Who first described gravity as an attractive force?
The 7th-century Indian astronomer Brahmagupta was the first Indian scholar to explicitly describe gravity as an attractive force, writing that it is the nature of the Earth to attract and keep things. The Greek philosopher Plutarch earlier noted that gravitational attraction might not be unique to Earth, suggesting the Sun and Moon also attract the parts that compose them.
What was the theory of impetus and why did it matter?
The theory of impetus, first proposed by John Philoponus in the 6th century AD, held that a mover imparts a causative force to a moving object that sustains its motion and diminishes over time. It replaced Aristotle's claim that motion requires continuous external force. Ibn Sina refined it in the 11th century, arguing the impetus was persistent rather than temporary, which foreshadowed the modern concept of inertia.
How did Newton's Principia get published?
Edmond Halley visited Newton in the summer of 1684 and asked what trajectory an inverse-square force would produce. Newton said an ellipse. By November 1684 Newton sent Halley a paper mathematically deriving Kepler's laws.
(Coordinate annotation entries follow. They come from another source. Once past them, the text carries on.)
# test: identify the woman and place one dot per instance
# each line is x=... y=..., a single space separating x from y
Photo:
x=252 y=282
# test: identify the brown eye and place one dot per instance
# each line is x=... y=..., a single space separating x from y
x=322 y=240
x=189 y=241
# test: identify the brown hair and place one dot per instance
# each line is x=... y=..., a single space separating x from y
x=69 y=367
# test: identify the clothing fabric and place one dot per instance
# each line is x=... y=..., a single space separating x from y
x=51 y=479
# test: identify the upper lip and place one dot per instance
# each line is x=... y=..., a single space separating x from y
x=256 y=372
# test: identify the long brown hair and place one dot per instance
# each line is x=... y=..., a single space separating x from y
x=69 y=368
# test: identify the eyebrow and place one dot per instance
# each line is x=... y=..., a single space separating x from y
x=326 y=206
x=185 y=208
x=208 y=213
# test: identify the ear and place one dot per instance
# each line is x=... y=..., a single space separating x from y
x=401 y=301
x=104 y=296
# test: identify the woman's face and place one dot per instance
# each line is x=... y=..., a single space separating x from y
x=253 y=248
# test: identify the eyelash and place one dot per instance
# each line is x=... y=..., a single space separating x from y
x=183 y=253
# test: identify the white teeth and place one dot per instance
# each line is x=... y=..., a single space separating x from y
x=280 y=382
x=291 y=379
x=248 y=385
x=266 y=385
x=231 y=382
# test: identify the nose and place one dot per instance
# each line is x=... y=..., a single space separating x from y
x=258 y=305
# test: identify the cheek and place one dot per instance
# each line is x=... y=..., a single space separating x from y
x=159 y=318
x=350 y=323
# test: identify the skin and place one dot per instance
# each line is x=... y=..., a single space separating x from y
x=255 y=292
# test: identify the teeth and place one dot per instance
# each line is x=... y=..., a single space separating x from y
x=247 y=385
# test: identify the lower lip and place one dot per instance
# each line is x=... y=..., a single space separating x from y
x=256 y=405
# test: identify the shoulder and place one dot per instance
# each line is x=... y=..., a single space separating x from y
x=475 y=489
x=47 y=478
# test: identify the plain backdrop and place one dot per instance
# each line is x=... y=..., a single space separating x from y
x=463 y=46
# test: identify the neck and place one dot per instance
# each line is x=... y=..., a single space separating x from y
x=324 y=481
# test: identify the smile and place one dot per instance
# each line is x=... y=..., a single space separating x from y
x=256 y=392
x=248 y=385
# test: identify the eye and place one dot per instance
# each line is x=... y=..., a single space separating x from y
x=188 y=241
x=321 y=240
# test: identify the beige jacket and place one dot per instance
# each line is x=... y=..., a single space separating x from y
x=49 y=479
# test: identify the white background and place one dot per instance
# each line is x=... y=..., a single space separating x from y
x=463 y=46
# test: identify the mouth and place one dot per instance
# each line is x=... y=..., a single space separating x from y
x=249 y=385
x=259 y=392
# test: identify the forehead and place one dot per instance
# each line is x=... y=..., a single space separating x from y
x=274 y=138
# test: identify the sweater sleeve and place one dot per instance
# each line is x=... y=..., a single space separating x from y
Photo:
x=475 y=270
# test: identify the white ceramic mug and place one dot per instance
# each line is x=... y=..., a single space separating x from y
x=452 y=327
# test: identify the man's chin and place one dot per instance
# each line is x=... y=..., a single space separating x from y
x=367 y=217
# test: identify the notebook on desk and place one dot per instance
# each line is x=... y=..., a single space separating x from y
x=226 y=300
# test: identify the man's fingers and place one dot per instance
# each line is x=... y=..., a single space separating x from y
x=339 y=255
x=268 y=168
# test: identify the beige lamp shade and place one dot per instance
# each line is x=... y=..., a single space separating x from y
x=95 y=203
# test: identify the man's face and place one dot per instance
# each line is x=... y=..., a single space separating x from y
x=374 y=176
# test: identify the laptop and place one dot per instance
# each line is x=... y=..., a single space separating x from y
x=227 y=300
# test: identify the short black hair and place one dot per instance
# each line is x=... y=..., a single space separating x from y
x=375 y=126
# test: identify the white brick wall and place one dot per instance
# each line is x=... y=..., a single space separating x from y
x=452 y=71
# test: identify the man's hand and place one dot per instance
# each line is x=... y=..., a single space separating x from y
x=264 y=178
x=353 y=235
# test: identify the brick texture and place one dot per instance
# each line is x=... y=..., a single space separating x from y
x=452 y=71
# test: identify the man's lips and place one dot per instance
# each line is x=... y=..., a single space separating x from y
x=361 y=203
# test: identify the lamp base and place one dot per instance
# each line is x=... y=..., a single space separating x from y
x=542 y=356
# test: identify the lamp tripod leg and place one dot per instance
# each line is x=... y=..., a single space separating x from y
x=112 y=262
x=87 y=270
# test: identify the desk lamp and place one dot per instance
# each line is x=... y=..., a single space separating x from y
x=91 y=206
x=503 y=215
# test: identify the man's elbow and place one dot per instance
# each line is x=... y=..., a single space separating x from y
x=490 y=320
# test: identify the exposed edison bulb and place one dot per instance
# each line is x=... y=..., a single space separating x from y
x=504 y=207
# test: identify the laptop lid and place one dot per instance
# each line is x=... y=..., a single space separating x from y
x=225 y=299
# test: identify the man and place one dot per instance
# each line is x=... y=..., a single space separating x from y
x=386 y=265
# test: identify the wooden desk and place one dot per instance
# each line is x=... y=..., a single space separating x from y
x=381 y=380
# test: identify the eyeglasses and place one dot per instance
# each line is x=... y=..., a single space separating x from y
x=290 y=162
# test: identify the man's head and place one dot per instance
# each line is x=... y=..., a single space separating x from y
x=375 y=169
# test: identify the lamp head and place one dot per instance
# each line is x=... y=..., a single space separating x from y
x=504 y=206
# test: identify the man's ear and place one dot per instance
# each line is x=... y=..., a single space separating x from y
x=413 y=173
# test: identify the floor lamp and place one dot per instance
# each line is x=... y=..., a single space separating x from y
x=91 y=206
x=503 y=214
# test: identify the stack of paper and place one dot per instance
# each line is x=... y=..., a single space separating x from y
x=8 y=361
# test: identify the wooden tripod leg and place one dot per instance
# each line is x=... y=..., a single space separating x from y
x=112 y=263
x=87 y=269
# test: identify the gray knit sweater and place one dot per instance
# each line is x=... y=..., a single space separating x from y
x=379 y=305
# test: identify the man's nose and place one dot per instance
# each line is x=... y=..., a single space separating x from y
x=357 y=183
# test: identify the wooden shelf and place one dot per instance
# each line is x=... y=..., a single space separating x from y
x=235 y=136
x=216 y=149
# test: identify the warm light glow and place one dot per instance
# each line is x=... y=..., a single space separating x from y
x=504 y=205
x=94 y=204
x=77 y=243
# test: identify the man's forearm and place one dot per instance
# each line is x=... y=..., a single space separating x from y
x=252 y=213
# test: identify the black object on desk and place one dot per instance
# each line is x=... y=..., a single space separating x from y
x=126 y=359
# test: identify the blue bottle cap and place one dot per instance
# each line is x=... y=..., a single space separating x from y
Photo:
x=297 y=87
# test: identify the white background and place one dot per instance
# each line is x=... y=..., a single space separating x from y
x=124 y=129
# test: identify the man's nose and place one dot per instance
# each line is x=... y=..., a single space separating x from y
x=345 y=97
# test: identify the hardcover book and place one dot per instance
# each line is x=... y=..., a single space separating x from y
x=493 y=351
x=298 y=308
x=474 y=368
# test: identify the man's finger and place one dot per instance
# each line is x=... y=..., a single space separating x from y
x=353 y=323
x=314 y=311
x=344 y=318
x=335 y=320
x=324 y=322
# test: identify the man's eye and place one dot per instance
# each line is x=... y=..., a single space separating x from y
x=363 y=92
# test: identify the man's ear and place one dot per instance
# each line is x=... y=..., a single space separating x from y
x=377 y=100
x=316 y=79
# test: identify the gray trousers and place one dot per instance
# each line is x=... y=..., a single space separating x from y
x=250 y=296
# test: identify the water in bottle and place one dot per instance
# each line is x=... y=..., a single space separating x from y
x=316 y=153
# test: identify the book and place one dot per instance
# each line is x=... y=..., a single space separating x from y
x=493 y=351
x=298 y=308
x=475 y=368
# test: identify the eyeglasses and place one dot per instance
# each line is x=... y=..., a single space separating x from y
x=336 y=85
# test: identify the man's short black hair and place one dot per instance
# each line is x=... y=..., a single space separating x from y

Halley then supported Newton through the publication process, and the Principia appeared in 1687. The book sold out quickly, leading Newton to publish a second edition in 1713.
How was general relativity confirmed in 1919?
Arthur Eddington observed gravitational lensing of starlight around the Sun during a total solar eclipse on the 29th of May 1919. The bending of light matched Einstein's equations, not Newton's predictions. This confirmation was widely reported and established general relativity as the successor to Newtonian physics.
What is dark energy and when was its prevalence measured?
Dark energy is a concept for the negative pressure field thought to drive the accelerating expansion of the universe. Alan Guth and Alexei Starobinsky proposed in 1980 that such a field could have driven cosmic inflation in the early universe. In 2013, measurements found that dark energy composed around 68.3% of the early universe's total energy content.
Why can't general relativity be the final theory of gravity?
General relativity is incompatible with quantum mechanics. At short distances on the order of the Planck length, the standard quantum field theory approach to gravity, which models gravitational attraction as exchange of virtual gravitons, breaks down. No fully consistent theory unifying gravity with the other fundamental forces has yet been confirmed.